Kafka->HDFS pipeline

Is there any documentation on how to use Kafka to write to HDFS? I'm aware of Camus but not sure how to set it up in the CDH environment. It would also be great if you can provide how to consume from Kafka (JSON or other formats) and write HDFS in Parquet format.

 

Thanks!

Highlighted
Cloudera Employee
Posts: 3
Registered: ‎10-19-2014

Re: Kafka->HDFS pipeline

Hi Buntu,

 

One way of getting data from Kafka to HDFS/HBase is via Flume i.e. Kafka --> Flume --> HDFS/HBase

 

You can use Flume's Kafka-Source to read from Kafka (https://issues.apache.org/jira/browse/FLUME-2250), and then use Flume sinks to write to HDFS/HBase. Flume's Kafka-Source is available in CDH 5.2.

 

Flume can not write directly to Parquet.
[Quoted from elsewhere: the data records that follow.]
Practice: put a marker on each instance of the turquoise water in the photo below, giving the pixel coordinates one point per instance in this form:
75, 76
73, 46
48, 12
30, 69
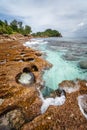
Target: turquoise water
65, 56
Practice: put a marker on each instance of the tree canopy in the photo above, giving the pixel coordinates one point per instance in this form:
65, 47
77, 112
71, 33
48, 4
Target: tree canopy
17, 27
48, 33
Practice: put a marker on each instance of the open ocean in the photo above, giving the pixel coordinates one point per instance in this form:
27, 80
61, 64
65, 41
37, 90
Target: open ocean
66, 56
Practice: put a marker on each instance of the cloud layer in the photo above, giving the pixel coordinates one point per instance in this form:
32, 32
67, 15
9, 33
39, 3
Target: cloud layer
64, 15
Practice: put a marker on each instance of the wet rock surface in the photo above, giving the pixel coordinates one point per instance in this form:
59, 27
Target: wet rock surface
20, 104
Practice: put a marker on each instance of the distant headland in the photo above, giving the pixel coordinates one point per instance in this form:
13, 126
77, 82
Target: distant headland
17, 27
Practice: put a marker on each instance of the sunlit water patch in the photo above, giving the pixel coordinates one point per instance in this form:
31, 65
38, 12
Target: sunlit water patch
63, 68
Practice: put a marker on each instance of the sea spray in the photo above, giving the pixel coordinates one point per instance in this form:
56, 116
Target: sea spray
62, 69
82, 102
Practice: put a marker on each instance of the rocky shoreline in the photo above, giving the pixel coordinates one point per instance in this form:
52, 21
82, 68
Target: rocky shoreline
20, 102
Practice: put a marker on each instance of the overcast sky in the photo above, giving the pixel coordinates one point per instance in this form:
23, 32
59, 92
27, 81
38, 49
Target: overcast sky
67, 16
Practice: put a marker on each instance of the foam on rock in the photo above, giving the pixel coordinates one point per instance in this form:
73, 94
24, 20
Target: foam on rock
82, 102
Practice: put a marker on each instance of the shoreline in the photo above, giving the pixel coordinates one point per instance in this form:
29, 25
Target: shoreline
23, 101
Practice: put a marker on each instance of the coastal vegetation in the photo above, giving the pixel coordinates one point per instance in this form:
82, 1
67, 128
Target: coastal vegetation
48, 33
17, 27
14, 27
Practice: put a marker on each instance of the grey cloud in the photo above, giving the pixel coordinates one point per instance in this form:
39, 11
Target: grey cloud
64, 15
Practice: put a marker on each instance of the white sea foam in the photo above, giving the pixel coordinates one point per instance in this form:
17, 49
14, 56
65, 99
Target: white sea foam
25, 78
57, 101
70, 89
82, 102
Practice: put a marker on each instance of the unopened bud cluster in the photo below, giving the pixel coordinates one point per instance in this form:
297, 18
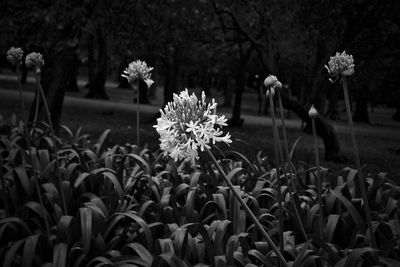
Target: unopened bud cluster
340, 64
313, 113
138, 70
14, 55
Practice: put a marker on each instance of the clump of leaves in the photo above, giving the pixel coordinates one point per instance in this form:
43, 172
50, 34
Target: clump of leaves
130, 206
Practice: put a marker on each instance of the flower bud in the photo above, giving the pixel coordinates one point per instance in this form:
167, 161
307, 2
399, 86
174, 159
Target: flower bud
312, 113
34, 60
272, 92
270, 81
14, 55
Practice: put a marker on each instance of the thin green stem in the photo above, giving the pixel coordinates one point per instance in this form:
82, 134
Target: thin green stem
283, 127
289, 179
319, 180
247, 209
358, 163
137, 114
278, 178
30, 156
3, 191
52, 136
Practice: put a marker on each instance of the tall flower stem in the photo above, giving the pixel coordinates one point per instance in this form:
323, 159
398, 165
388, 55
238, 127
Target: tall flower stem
278, 179
30, 156
367, 210
319, 180
3, 190
283, 126
247, 209
52, 135
137, 113
288, 165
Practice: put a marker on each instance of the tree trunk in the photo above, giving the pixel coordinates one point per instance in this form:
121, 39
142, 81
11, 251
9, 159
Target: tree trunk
396, 115
72, 84
98, 67
324, 129
56, 73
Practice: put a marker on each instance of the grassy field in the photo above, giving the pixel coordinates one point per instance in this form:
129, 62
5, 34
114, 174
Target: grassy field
378, 153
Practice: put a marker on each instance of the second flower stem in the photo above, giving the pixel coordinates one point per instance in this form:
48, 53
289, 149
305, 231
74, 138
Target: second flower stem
52, 135
137, 113
367, 210
247, 209
278, 178
319, 180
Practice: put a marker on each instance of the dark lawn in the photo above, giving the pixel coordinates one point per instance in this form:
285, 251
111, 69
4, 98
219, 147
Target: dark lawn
378, 153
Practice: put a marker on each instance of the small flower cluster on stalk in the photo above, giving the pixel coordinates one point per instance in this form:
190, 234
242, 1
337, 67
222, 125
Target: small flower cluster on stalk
34, 60
340, 64
138, 70
313, 113
272, 83
187, 124
15, 55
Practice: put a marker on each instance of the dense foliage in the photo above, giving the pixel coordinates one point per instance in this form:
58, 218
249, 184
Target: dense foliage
130, 206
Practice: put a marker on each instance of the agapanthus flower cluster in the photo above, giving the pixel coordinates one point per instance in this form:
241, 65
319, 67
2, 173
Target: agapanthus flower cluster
312, 112
34, 60
138, 70
340, 64
14, 55
272, 83
188, 124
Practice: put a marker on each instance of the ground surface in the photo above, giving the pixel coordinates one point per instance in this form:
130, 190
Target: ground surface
379, 143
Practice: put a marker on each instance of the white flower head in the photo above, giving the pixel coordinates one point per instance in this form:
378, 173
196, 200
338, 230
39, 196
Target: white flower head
138, 70
270, 81
188, 124
34, 60
340, 64
14, 55
313, 113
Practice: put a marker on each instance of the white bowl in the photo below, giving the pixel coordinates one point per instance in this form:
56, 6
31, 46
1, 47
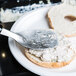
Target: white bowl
34, 20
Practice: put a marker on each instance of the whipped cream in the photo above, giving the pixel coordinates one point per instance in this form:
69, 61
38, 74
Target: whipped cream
60, 53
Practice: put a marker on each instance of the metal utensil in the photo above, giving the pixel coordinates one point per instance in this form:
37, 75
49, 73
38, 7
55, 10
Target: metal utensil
37, 39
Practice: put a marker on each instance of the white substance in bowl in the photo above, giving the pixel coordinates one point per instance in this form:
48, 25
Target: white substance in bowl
60, 53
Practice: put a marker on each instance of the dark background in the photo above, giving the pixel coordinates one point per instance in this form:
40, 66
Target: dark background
9, 66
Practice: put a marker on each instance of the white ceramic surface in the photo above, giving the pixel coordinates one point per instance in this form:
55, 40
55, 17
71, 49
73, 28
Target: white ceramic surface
33, 20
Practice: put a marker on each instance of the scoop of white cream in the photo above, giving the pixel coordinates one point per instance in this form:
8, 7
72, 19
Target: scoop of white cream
60, 53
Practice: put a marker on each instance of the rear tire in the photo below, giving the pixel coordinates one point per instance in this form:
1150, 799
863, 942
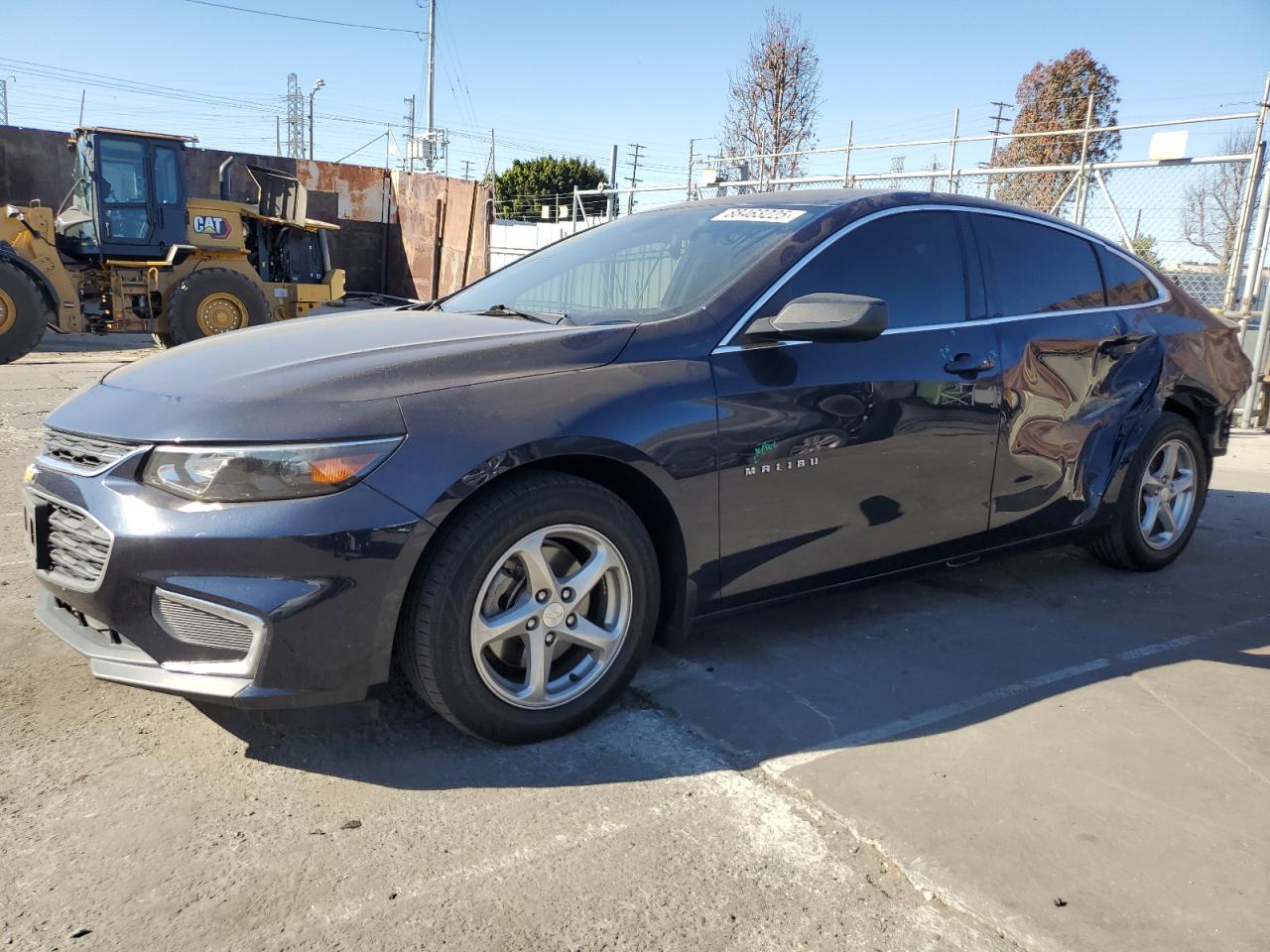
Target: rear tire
1160, 503
212, 301
24, 312
567, 653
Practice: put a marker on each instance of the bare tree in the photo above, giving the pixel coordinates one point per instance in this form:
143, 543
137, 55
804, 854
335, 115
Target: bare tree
1056, 96
1210, 208
772, 100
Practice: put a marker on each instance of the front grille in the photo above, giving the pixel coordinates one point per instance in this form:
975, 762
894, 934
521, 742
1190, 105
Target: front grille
197, 626
79, 546
85, 454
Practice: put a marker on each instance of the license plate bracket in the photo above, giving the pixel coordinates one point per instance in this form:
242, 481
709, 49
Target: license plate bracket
35, 524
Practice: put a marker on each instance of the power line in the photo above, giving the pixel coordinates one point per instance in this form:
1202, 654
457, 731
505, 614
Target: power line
308, 19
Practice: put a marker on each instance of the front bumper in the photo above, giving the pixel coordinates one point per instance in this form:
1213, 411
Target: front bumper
317, 581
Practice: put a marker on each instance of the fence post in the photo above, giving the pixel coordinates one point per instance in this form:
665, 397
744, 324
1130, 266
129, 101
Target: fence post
1080, 184
1259, 361
846, 166
1259, 231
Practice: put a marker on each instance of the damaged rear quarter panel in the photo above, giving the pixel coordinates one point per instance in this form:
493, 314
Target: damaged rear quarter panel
1082, 390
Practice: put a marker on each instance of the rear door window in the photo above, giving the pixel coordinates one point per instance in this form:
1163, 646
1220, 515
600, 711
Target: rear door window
167, 180
1125, 282
912, 261
1039, 268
You can do the conversion to parquet using the Kite SDK or by following the instructions here

 

 

Cloudera Employee
Posts: 20
Registered: ‎07-08-2013

Re: Kafka->HDFS pipeline

You can find step by step instructions how to configure Flume to read from Kafka in Gwen's Flume or Kafka? Try both! blog.

Expert Contributor
Posts: 139
Registered: ‎07-21-2014

Re: Kafka->HDFS pipeline

Thanks for the info.

 

I couldn't find how to convert to Parquet format using Kite SDK, any pointers would be helpful.